Immigrant workers face peril on the job

Workers Correspondence

“Immigrant Workers in Peril: Finding Solutions to the Health & Safety Crisis” brought some 200 labor and immigrant rights activists to the Murphy Institute for Labor, Community, & Policy Studies, City University of New York on April 21. The Central Labor Council, the New York Committee for Occupational Safety and Health, the Labor Council for Latin American Advancement and Murphy Institute for Labor, Community, & Policy Studies, CUNY co-sponsored the conference, which focused on the scope of the crisis and mobilizing for a secure future.

The conference was in response to the growing role of immigrants in New York City area working class as well as the number of immigrant workers injured and sickened by their jobs and how this impacts on the conditions of all workers.
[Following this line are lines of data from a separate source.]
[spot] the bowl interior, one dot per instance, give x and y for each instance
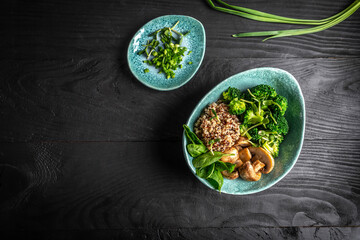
(286, 85)
(194, 41)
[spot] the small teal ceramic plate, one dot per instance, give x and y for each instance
(195, 41)
(286, 85)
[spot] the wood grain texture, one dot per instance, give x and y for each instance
(291, 233)
(88, 27)
(86, 151)
(148, 185)
(94, 99)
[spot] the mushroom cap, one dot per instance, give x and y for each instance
(247, 172)
(244, 155)
(232, 158)
(231, 176)
(243, 142)
(263, 156)
(238, 163)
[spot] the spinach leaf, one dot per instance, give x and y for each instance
(216, 180)
(208, 158)
(192, 136)
(222, 166)
(205, 172)
(196, 149)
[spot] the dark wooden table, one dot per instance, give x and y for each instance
(89, 152)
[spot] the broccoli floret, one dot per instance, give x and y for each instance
(278, 123)
(231, 94)
(254, 133)
(236, 107)
(252, 117)
(270, 141)
(263, 91)
(279, 103)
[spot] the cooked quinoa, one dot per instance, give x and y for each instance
(226, 129)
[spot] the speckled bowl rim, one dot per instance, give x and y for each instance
(184, 141)
(190, 77)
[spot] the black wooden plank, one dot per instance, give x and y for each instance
(45, 29)
(291, 233)
(95, 99)
(148, 185)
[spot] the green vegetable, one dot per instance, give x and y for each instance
(207, 164)
(279, 103)
(278, 124)
(231, 94)
(263, 91)
(263, 121)
(166, 58)
(211, 143)
(237, 107)
(215, 115)
(196, 147)
(265, 17)
(253, 117)
(207, 158)
(271, 141)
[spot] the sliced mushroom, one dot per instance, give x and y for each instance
(238, 163)
(263, 156)
(238, 147)
(245, 155)
(231, 158)
(248, 173)
(243, 142)
(257, 165)
(231, 176)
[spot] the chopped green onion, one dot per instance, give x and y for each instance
(266, 17)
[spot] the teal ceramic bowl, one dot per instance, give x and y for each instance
(286, 85)
(195, 41)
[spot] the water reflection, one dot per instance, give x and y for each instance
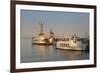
(41, 53)
(70, 55)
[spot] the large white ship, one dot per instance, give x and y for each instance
(73, 43)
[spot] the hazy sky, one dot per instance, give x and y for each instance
(62, 23)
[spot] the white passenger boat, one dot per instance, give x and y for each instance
(73, 44)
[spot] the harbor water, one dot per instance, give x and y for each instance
(44, 53)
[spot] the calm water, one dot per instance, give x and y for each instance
(40, 53)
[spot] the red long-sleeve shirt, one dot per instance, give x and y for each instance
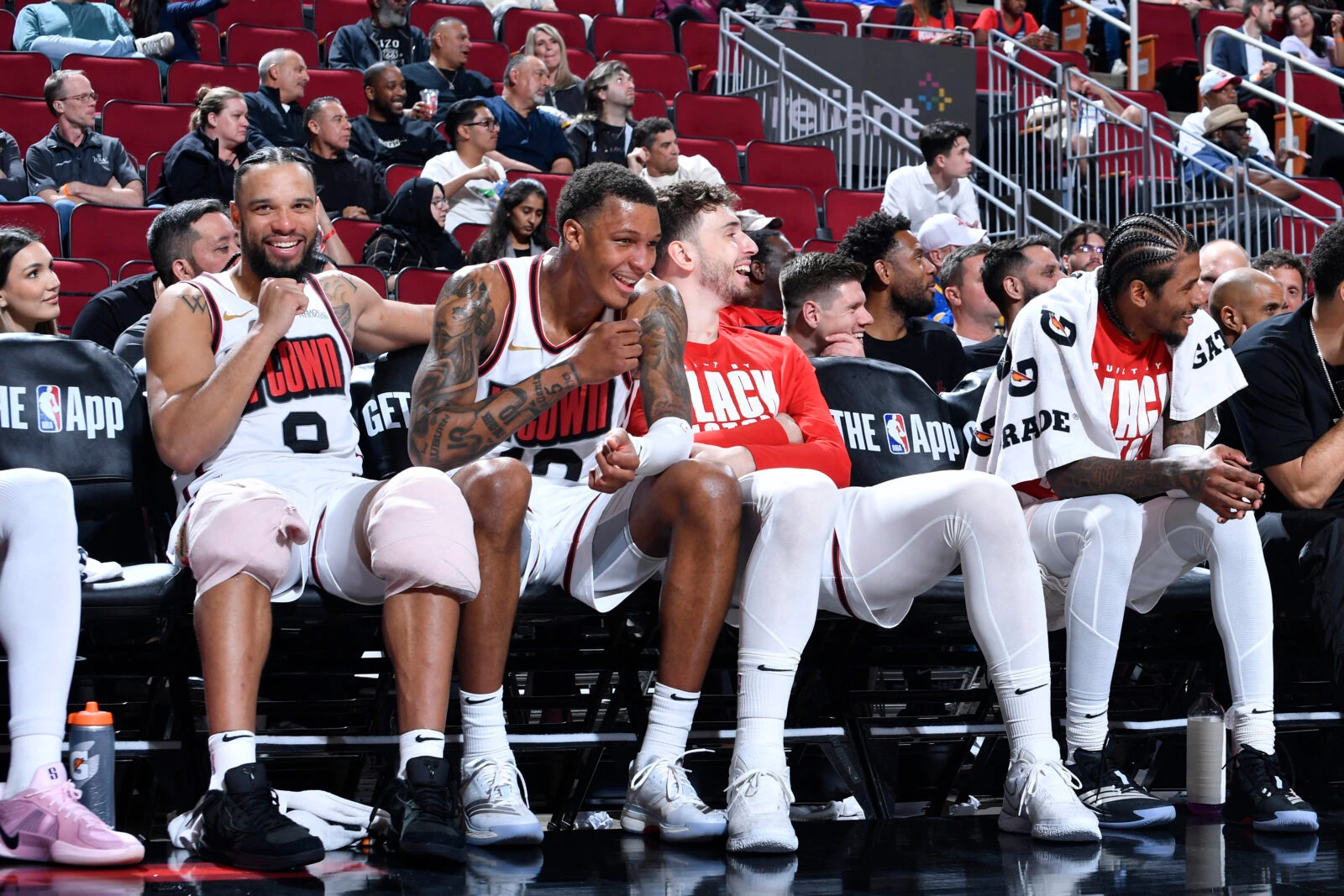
(739, 382)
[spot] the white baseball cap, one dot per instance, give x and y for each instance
(947, 228)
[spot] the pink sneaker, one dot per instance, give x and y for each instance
(47, 824)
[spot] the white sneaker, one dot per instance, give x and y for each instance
(156, 45)
(1041, 799)
(759, 812)
(495, 809)
(660, 797)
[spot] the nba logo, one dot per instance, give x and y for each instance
(49, 409)
(897, 437)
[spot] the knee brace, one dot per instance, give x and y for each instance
(421, 535)
(241, 527)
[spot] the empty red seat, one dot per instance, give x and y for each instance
(134, 80)
(186, 78)
(249, 43)
(719, 152)
(795, 204)
(631, 35)
(738, 118)
(112, 235)
(145, 128)
(81, 278)
(346, 85)
(519, 22)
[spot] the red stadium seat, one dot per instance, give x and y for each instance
(26, 120)
(134, 80)
(795, 204)
(719, 152)
(421, 285)
(24, 74)
(843, 207)
(738, 118)
(112, 235)
(145, 128)
(369, 275)
(275, 13)
(249, 43)
(632, 35)
(81, 278)
(186, 78)
(346, 85)
(792, 165)
(519, 22)
(663, 71)
(479, 22)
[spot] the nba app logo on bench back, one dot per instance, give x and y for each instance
(49, 409)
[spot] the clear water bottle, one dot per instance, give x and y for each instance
(1206, 757)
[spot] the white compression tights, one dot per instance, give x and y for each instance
(39, 614)
(1116, 553)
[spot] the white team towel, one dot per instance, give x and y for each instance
(1045, 409)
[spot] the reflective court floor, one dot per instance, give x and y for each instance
(907, 856)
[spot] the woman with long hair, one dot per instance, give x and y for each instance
(564, 90)
(517, 228)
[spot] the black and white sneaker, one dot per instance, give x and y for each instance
(242, 826)
(1257, 795)
(1116, 799)
(423, 809)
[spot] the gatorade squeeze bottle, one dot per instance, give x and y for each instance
(93, 757)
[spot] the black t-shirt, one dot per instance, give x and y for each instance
(931, 349)
(1287, 405)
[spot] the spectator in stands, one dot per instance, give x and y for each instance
(385, 136)
(1290, 273)
(383, 36)
(938, 237)
(74, 164)
(60, 27)
(1082, 246)
(974, 318)
(156, 16)
(528, 141)
(658, 159)
(1307, 43)
(1014, 273)
(185, 241)
(349, 184)
(202, 164)
(604, 132)
(412, 234)
(1241, 298)
(275, 113)
(941, 184)
(564, 89)
(898, 281)
(445, 70)
(470, 181)
(517, 224)
(1014, 22)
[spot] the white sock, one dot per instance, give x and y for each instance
(29, 754)
(228, 750)
(423, 741)
(669, 725)
(483, 726)
(765, 681)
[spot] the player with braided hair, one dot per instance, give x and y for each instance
(1100, 417)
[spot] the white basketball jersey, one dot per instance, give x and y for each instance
(562, 443)
(297, 419)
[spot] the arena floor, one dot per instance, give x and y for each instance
(909, 856)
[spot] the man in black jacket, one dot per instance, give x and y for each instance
(383, 36)
(385, 136)
(275, 112)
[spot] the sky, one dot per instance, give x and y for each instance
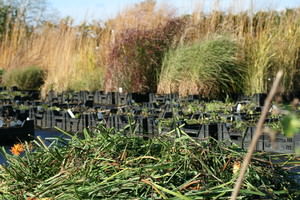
(103, 9)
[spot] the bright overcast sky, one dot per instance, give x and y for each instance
(103, 9)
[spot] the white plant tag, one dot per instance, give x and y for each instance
(71, 114)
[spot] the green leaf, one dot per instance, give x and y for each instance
(290, 125)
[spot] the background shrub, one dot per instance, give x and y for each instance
(211, 68)
(27, 78)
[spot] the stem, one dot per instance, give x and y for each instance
(257, 134)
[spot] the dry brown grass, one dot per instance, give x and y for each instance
(67, 55)
(72, 61)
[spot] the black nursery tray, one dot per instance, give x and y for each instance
(16, 134)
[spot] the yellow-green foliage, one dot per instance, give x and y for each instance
(27, 78)
(210, 67)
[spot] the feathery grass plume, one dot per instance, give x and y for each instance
(67, 53)
(26, 78)
(140, 37)
(210, 67)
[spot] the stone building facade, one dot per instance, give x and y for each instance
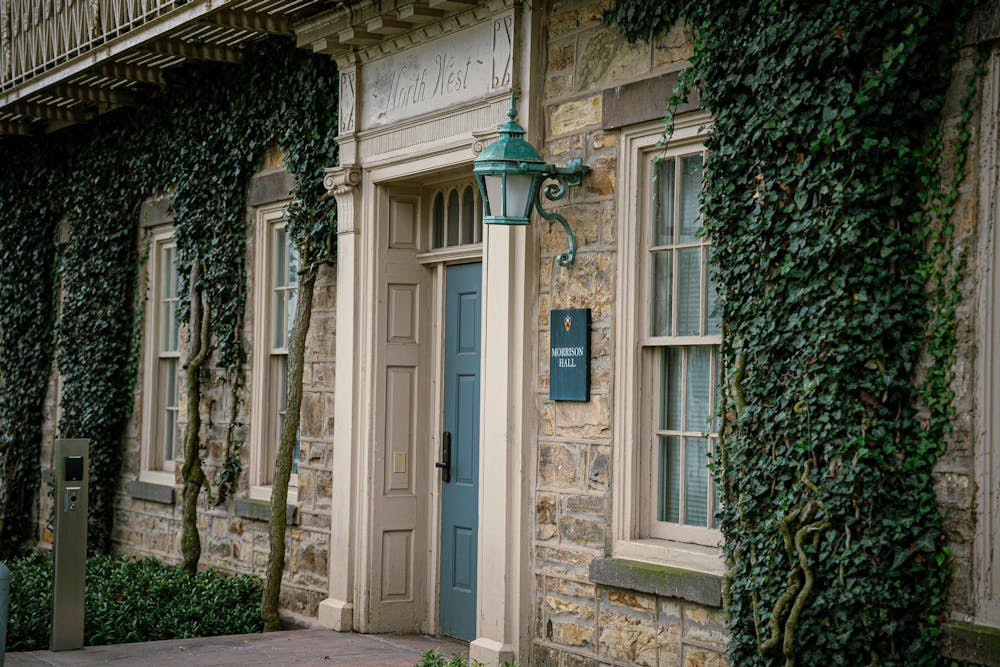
(573, 558)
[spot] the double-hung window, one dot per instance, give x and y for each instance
(161, 435)
(680, 350)
(277, 278)
(667, 354)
But immigrant workers are fighting back, and the labor movement is increasingly taking up their cause and becoming involved in their organizing efforts.

All workers need organization and education to fight for safe working conditions; otherwise an individual worker will accept life-threatening conditions to feed his or her family, pointed out Central Labor Council Executive Director Ed Ott in his opening remarks.

Immigrants have additional problems. They disproportionally work in construction and other industries with the greatest safety and health problems, mostly without union protection, and are regularly victimized by unscrupulous employers and government actions. Testimony of immigrants who worked in the laundry and construction industries and on the post-9/11 cleanup dramatically presented the harsh reality behind dry statistics.

The action-oriented conference was followed up with a demonstration on May 1 and the first meeting of the Immigrant Workers’ Council on May 18.